Neben Aufregung oder Verliebtsein kann jedoch auch eine Herzrhythmusstörung (Arrhythmie) die Ursache für das Herzflattern sein. Unter dieser wird eine unregelmäßige Abfolge des normalen Herzschlags verstanden, welcher normalerweise im Ruhezustand etwa 60- bis 80-mal pro Minute beträgt. Herzrhythmusstörungen treten sehr häufig auf, wobei diese in leichter oder gelegentlicher Ausführung oft gar nicht bemerkt werden. Für eine Arrhythmie kommen sowohl äußere Ursachen wie zum Beispiel übermäßiger Konsum von Koffein oder Alkohol, Nebenwirkungen einiger Medikamente (zum Beispiel Antidepressiva), fieberhafte Infektionen oder ein Blähbauch (Meteorismus) in Betracht. Auch eine Reizung des sogenannten „Karotissinus-Knotens“ (Rezeptor an der Hauptschlagader am Hals) – beispielsweise durch einen zu engen Schal oder einen Schlag – kann unter Umständen zu einer Herzrhythmusstörung führen, da durch die Reizung der Herzschlag verlangsamt wird, was bis zu einer Ohnmacht führen kann. Neben den äußeren Ursachen können auch eine Reihe organischer Ursachen für eine Arrhythmie verantwortlich sein, so zum Beispiel die Koronare Herzkrankheit (KHK), ein Herzinfarkt, eine Herzmuskelerkrankung oder Herzmuskelentzündung. Zudem kommen hier unter anderem eine Schilddrüsenüberfunktion (Hyperthyreose) bzw. Schilddrüsenunterfunktion (Hyporthyreose), Bluthochdruck oder Elektrolytstörungen (z.B. Kaliummangel) in Betracht.

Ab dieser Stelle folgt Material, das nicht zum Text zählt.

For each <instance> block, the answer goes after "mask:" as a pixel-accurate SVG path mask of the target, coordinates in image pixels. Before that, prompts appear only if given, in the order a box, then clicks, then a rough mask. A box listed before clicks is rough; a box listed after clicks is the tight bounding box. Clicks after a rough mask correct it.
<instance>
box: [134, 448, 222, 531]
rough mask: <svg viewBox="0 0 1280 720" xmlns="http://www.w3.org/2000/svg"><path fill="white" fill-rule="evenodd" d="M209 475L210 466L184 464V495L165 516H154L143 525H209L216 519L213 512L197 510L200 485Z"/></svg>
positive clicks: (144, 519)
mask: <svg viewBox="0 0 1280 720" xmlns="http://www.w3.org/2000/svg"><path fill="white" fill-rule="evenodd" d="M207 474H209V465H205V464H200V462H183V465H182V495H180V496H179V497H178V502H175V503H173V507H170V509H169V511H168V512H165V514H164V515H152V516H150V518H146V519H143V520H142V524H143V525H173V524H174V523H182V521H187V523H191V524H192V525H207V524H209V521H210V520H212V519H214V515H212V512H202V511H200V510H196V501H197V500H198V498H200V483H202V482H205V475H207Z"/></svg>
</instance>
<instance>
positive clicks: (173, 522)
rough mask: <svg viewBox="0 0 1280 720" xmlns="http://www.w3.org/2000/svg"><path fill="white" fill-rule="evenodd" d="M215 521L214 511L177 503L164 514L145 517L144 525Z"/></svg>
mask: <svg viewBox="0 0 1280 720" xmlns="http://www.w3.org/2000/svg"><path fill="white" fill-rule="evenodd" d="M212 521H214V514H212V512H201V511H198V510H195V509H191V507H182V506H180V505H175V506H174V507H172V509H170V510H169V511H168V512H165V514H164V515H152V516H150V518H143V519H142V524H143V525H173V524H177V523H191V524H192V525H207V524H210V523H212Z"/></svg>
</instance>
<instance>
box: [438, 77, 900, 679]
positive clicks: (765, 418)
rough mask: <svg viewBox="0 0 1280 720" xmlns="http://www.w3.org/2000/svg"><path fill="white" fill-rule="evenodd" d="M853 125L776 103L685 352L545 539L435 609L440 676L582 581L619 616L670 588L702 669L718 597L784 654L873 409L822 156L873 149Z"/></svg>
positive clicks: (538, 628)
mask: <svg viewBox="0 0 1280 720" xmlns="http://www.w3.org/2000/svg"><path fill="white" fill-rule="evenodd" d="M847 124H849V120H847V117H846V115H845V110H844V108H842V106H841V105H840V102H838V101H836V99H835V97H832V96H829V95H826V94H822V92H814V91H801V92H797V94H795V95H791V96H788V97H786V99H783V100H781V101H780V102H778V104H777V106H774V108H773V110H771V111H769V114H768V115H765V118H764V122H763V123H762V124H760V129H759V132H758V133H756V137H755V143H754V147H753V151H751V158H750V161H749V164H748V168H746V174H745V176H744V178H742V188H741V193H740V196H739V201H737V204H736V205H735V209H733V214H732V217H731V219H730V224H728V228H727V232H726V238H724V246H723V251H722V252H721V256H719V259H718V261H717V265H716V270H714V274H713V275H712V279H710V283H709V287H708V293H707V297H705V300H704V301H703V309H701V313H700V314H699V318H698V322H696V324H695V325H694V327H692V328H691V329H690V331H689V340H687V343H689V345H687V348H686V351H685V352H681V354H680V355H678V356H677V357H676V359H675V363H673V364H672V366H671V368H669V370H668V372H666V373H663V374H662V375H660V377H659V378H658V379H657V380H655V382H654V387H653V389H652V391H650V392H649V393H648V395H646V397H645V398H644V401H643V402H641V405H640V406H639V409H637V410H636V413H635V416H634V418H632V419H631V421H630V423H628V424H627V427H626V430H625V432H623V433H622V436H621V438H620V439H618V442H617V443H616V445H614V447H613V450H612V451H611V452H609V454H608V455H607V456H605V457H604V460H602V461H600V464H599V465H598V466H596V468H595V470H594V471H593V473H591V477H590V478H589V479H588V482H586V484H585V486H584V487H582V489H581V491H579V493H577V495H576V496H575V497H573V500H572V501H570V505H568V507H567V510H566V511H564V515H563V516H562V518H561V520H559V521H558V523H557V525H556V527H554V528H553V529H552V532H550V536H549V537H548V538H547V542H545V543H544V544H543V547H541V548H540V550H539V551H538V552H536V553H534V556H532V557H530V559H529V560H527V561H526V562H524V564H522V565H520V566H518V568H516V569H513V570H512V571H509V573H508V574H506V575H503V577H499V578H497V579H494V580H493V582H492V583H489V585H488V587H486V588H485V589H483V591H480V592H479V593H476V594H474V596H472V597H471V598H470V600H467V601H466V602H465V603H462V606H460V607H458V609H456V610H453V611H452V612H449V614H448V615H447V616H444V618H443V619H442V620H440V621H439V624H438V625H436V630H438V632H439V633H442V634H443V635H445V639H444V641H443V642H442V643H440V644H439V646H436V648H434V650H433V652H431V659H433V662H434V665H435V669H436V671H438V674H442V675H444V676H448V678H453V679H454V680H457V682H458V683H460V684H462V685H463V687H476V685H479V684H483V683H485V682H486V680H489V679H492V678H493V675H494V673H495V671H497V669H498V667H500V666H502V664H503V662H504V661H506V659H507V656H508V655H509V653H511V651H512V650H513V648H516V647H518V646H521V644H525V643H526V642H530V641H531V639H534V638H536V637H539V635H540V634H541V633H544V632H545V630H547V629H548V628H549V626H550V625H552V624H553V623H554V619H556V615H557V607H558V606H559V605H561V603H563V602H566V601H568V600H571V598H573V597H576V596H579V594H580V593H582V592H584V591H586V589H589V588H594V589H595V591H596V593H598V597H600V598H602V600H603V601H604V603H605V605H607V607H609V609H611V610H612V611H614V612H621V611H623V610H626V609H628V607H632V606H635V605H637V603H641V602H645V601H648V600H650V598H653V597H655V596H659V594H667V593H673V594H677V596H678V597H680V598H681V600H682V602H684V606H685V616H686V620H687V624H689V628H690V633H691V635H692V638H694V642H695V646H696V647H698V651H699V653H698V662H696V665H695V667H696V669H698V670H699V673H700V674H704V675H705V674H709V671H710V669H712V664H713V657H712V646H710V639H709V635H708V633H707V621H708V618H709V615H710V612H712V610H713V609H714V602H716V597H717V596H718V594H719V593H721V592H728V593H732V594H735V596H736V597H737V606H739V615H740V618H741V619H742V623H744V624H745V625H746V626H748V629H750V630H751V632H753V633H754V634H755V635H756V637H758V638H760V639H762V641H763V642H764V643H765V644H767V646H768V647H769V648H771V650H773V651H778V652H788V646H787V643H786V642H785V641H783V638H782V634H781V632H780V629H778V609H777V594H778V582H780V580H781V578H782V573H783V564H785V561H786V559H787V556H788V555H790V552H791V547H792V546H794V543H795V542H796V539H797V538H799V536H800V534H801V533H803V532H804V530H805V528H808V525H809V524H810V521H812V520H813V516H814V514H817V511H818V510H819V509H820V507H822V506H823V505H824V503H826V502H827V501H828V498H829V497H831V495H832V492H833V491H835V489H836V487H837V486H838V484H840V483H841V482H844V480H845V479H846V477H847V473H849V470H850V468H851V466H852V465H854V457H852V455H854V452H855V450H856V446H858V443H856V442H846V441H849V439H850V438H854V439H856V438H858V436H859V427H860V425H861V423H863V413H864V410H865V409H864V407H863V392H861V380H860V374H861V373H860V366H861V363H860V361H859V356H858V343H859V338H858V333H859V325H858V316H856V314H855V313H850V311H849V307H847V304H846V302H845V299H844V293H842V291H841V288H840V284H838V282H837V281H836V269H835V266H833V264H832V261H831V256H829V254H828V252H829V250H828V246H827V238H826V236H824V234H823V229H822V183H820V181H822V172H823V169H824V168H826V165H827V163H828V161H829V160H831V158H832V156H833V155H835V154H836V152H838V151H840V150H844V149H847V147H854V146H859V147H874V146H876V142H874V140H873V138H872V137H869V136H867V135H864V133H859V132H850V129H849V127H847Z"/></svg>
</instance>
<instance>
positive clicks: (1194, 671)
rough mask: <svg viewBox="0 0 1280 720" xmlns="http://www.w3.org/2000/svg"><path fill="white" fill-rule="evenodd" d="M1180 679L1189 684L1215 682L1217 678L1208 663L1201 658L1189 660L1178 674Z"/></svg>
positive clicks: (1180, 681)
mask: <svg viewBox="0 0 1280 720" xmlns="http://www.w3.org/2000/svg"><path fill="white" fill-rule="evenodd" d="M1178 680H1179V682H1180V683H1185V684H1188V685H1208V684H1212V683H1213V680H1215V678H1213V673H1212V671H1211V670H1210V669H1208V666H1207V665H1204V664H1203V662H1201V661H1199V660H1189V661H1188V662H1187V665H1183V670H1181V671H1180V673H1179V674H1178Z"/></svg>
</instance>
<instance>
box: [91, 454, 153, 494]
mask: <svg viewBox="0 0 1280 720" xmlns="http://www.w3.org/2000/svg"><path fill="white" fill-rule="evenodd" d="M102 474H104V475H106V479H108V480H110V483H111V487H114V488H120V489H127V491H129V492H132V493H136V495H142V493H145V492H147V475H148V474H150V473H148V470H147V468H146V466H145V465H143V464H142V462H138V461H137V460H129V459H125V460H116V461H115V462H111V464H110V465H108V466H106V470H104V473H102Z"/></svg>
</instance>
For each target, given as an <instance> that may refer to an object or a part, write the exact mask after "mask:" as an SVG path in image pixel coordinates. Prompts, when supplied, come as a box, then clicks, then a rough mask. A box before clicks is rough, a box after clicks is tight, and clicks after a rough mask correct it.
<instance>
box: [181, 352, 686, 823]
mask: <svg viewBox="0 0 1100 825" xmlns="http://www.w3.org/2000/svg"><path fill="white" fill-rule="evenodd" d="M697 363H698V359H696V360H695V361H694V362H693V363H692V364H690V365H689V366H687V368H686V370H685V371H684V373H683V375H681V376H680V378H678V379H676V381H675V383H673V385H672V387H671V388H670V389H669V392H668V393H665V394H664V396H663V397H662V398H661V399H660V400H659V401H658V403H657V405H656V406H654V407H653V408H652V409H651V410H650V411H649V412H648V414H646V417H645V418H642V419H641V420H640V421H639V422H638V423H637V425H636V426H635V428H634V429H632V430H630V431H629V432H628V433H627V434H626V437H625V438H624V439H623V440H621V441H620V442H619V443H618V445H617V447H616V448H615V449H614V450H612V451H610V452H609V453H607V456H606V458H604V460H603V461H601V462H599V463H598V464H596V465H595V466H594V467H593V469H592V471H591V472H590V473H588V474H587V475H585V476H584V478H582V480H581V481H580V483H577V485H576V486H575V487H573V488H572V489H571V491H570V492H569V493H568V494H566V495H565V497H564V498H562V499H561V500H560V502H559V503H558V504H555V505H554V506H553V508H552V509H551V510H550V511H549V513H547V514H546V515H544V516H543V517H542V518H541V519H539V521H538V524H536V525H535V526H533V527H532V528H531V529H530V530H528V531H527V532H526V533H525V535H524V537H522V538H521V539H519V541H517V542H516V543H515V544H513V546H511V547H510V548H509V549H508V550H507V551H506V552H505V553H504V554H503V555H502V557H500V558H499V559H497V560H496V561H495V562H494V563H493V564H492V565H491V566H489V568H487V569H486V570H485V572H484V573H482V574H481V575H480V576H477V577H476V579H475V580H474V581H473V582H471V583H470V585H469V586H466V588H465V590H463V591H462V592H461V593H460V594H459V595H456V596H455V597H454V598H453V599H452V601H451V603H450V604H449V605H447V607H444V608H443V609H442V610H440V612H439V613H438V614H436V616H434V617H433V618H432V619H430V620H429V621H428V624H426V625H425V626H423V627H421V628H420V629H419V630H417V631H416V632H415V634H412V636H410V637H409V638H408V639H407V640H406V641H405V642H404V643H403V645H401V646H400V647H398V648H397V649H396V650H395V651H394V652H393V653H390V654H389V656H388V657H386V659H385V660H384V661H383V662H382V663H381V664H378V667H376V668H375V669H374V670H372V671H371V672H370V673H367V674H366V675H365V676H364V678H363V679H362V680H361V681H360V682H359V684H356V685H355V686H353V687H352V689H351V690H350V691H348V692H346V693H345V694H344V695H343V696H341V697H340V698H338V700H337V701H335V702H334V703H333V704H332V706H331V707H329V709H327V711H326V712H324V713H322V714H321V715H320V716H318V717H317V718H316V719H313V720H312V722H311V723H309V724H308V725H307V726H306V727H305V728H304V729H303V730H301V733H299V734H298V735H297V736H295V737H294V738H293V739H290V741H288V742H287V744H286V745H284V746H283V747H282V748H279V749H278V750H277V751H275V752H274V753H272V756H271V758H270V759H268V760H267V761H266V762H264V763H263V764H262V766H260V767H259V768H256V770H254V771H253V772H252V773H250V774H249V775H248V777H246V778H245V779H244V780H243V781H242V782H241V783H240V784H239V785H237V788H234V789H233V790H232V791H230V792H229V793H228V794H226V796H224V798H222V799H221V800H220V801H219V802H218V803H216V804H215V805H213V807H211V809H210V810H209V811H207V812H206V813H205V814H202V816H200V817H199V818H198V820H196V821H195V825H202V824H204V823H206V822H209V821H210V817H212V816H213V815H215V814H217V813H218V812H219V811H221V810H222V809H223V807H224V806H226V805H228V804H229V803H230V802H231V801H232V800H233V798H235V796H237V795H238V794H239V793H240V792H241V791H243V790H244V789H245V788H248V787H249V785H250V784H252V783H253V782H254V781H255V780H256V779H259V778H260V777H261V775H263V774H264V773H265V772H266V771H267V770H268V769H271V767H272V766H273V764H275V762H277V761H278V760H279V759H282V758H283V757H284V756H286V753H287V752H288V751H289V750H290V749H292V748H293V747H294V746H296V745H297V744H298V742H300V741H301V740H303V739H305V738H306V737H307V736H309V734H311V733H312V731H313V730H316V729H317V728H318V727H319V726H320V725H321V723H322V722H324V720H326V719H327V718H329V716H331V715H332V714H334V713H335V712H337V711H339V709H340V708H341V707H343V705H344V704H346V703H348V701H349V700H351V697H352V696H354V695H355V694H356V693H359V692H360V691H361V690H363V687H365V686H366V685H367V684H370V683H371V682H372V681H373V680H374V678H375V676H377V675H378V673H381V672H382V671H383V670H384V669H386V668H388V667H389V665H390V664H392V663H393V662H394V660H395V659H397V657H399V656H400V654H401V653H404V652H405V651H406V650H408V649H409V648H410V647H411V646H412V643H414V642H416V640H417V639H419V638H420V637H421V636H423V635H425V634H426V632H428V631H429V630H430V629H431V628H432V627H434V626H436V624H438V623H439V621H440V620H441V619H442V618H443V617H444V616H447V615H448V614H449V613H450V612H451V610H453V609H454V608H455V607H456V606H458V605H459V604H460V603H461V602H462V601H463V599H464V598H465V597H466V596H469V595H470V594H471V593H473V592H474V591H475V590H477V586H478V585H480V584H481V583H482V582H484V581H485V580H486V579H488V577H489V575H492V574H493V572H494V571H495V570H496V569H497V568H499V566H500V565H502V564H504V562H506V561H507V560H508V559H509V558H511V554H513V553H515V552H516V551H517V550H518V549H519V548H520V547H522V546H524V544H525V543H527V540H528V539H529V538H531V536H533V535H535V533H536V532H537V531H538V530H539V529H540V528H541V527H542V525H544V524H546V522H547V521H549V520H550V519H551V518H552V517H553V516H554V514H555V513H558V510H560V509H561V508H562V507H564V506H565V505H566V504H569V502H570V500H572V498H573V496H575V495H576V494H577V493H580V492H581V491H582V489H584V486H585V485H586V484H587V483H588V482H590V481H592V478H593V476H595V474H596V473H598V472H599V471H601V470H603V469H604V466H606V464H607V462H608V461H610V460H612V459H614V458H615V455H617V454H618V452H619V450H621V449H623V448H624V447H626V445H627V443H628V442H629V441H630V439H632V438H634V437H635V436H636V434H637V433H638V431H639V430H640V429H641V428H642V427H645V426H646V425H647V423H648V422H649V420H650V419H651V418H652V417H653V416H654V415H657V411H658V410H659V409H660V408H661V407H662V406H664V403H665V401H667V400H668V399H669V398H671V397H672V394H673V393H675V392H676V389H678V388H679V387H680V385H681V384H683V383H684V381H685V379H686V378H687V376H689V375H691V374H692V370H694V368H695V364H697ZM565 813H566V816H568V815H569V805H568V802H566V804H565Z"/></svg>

Es gibt viele Formen von Herzrhythmusstörungen, so zum Beispiel die so genannten „Reizbildungsstörungen“, bei denen die Bildung der elektrischen Impulse gestört ist oder die „Erregungsleitungsstörungen“, womit eine gestörte Weiterleitung der Herzerregung bezeichnet wird. Bei Arrhythmien wird außerdem danach unterteilt, ob diese im Bereich der Herzvorhöfe (supraventrikulär) oder in den Herzkammern (ventrikulär) entstanden sind. Neben dem wird unterschieden zwischen einer verlangsamten Herzfrequenz (Bradykardie) mit unter 60 Schlägen pro Minute und einem zu schnell schlagenden Herzen mit über 100 Schlägen in der Minute (Tachykardie). Eine weitere Form der Herzrhythmusstörungen sind zusätzliche Herzschläge (Extrasystolen), die auch als „Herzstolpern“ bezeichnet werden.

Herzrhythmusstörungen treten insgesamt recht häufig auf und können sowohl bei gesunden Personen völlig harmlos sein, als auch in Form einer krankhaften oder sogar lebensbedrohlichen Komplikation bei Krankheiten des Herzens und anderer Organe auftreten. Daher sollte ein häufig auftretendes bzw. länger anhaltendes Herzflattern in jedem Fall von einem Arzt untersucht werden.

Kammerflattern

Der Begriff „Herzflattern“ wird häufig auch synonym für das so genannte „Kammerflattern“ verwendet, wobei es sich bei diesem nicht mehr in erster Linie um ein gefühltes „Flattern“ des Herzens handelt, sondern um eine sehr gefährliche Form der Herzrhythmusstörung, die ohne sofortige Behandlung schnell zum Tod führt. Kammerflattern ist gekennzeichnet durch eine Frequenz von 250 bis 300 Schlägen in der Minute, was bedeutet, dass das Herz vollkommen aus dem Rhythmus geraten ist und stattdessen ohne erkennbaren Takt und mit sehr hoher Geschwindigkeit arbeitet. In Folge dessen kann das Blut durch das ungleichmäßige Zusammenziehen der einzelnen Muskelfasern nicht mehr von der Herzkammer in den Kreislauf gepumpt werden, sondern bewegt sich im Herzen nur noch hin und her – was in Hinblick auf die eigentliche Funktion des Herzens der Situation eines Herzstillstands entspricht.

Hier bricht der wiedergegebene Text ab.